Behind the Scenes of SAST — The Challenges of Code Scanning
I love the idea behind Static Application Security Testing (SAST) tools — they aim to create a utopian world clean from application vulnerabilities.
If Dynamic Application Security Testing (DAST) tools look at your application to find doors and windows left open to intruders, SAST tools try to prevent them from being opened in the first place. SAST tools are code scanners that alert developers if they create lines of code that are vulnerable, and provide recommendations on how to fix them. Some of these tools even have IDE integrations so developers can secure the code while writing it!
Sounds amazing, right?
On paper, SAST is a great technology but in reality, faces many challenges that lead to a high volume of false positives and false negatives. This article discusses at a high level how SAST tools work. Disclaimer: I have never built a SAST tool. I’m writing from the perspective of a curious pen-tester who has used different SAST tools to understand their weak points.
On top of that, I’ve performed many pen-tests where I had only code access, with no access to a running instance of the application. (Working with government organizations is so much fun.) Many of the challenges faced in this type of pentest are very similar to the challenges of SAST. The one thing we need to understand about code scanning is this: Even if you find something that clearly looks like a security bug, in many cases, it doesn’t expose a real vulnerability.
As we discussed in a previous article on DAST, when performing an active pentest (or using a DAST tool) you just need to “strike” once. Usually, simple evidence is enough to prove that the code is vulnerable. For example, you stole details of another user in the system, you managed to access sensitive SQL tables, and so on. In the field of code scanning, it doesn’t work the same way. After you find a line of code that looks like a security bug, two things need to be proven: 1) this piece of code is accessible by the client, and 2) there are no preceding lines of code that prevent exploitation of the security bug.
Process 1. Find Dangerous Code Patterns
The first process is finding the piece of code that screams “I’m vulnerable.” These are usually obvious and contain one or a few lines of code.
Let’s see a few examples:
There are a few different approaches to finding these dangerous code patterns.
- Function names. Some functions are inherently dangerous by design, like the “open” in Ruby, or any function that allows you to execute shell commands.
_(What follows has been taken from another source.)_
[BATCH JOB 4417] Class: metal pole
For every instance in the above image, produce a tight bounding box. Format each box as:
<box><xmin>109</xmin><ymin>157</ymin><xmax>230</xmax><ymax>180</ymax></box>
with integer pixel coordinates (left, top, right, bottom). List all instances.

- Pattern matching and Regexes. Some frameworks, like Semgrep, heavily rely on pattern matching for known code patterns
Process 2. Understand the Code Flow
Applying regexes to find potentially vulnerable lines of code is nice, but not enough by itself. A good code scanner needs to understand the code flow in order to highlight vulnerabilities that are exploitable.
What should be the main focus areas?
Safe vs. unsafe input — Taint Analysis
Vulnerabilities usually happen because of an input that is used in an unsafe manner (dangerous code patterns). But not all inputs are necessarily evil. Inputs that can not be controlled by the client are safe inputs.
Example of a safe input:
SQLi from config
Since the “current_version” parameter is a string taken from the config file, we can consider it safe, and the code isn’t vulnerable to SQLi.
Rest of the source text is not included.